Philadelphia to Pittsburgh

While packing the car this morning I noticed this street art across the road from the car park.
Street Art 27 June 2016-1

After wending our way around the one-way system we were finally on Lancaster Avenue, the road out of town towards R30 which is the 1913 route of the Lincoln Highway through mainstreet America. We passed through some of the more down at heel parts of the city but once we crossed the county line into leafy Montgomery County there were plenty of mansions, Whole Foods Markets, Audi garages and adverts for yoga classes. R30 runs alongside the railway for much of the route and one train passed us.
Amtrak 27 June 2016-1
In Exton, we saw the first cornfield of the trip (many more to come) and were soon in Lancaster County where Dutch barns and Amish farmers are a-plenty. Today’s best roadside sign was one for a balanced diet: a doughnut in each hand. Our coffee stop was at the Route 30 diner.
In Columbia we stopped just before crossing the Susquehanna River and seeing I was taking photographs, a local guy came over for a chat. He thought we were Australian, said that he was a Vietnam veteran and advised me about other good photography spots. The French usually think we are Dutch; the Spanish assume we are German so Australian is a new one! The concrete bridge we crossed was built in the 1930s by veterans and was a great alternative to the four-lane R30 one upstream.
Bridge over Susquehann River 27 June 2016-1
In York we saw adverts for a gun fair that had taken place yesterday. Our lunch stop was Gettysburg which is full of history. I was slightly surprised to see a collection of musical instruments alongside shells, guns and other weapons. On the way down to the visitors’ centre I was enjoying the natural history: listening to the insects and birds in the surrounding woodland and enjoying the wild flowers.
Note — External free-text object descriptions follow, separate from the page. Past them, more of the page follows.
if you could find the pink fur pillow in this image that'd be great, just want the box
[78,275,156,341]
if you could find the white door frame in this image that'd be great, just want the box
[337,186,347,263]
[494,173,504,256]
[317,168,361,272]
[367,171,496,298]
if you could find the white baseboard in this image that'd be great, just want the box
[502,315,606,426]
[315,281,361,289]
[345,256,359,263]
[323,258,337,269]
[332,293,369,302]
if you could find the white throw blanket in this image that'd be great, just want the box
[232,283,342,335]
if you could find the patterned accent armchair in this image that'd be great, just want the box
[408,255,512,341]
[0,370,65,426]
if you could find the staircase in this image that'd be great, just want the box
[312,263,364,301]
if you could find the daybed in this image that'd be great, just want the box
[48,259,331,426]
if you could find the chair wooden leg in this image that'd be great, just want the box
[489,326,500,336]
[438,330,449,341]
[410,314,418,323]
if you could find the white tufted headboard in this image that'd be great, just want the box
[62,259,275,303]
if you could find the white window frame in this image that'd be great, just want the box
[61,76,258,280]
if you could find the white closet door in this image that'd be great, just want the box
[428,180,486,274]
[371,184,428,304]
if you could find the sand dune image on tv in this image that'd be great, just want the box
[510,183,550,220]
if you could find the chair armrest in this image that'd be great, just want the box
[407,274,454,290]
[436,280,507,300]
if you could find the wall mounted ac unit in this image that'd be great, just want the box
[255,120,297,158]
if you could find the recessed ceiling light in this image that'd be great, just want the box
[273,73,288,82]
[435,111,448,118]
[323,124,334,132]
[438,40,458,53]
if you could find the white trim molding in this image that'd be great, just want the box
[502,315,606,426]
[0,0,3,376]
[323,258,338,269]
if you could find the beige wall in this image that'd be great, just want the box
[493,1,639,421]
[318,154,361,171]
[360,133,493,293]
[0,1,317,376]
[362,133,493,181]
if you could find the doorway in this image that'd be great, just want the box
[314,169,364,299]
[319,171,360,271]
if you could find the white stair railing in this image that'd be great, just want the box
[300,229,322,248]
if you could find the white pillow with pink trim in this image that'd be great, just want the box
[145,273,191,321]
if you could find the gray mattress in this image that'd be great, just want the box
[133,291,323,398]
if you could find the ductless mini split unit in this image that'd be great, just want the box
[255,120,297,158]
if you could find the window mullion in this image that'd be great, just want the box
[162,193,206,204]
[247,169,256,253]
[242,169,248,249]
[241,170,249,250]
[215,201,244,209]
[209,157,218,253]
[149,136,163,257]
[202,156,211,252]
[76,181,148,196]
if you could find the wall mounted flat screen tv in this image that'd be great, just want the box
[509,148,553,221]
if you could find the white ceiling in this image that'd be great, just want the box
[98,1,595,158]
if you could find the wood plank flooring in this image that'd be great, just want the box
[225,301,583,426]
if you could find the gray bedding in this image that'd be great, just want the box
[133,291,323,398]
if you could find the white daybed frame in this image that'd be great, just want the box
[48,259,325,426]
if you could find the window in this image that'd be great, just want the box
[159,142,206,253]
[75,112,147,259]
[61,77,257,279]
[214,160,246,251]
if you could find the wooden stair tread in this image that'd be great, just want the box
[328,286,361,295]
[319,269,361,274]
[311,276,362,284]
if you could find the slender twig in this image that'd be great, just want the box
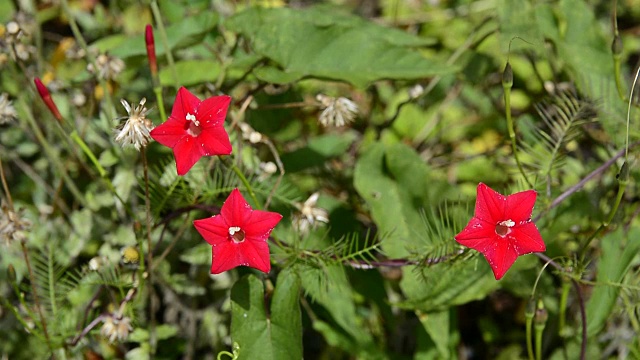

Wildflower 2 Gettysberg 27 June 2016-1
Further exploration of the battlefields was curtailed by a heavy downpour. At this point James remembered that he had left his waterproof and a jacket in the airport hotel in New York and is currently trying to arrange for it to be sent to us in Denver. Between Gettysburg and Fayetteville, we crossed the Appalachian Trail (I started thinking about long walks) and the rain stopped. After Chambersburg, we could see hills on the horizon and were obviously in a big fruit-growing area. The road then continued up the wooded hills and we achieved another first for the trip: the first summit: Tuscarora at 2123ft in the Appalachians. All the communities we drove through had derelict houses, defunct businesses and rusting vehicles lying in the yard. The forested hills reminded me of Perthshire in Scotland where I grew up and we crossed another three summits before we reached Pittsburgh: Sideling Hill (2195ft), Bald Knob (2906ft) in the Allegheny Mountains and Laurel Hill (2684ft). We passed the Flight 93 Memorial and at Stoyston Auto Wreckers saw huge fields – acres of scrapped cars. The other first today was signs of the American election, absent yesterday but appearing today in the form of several Trump posters, the first in Jennerstown. Eventually we descended into Pittsburgh.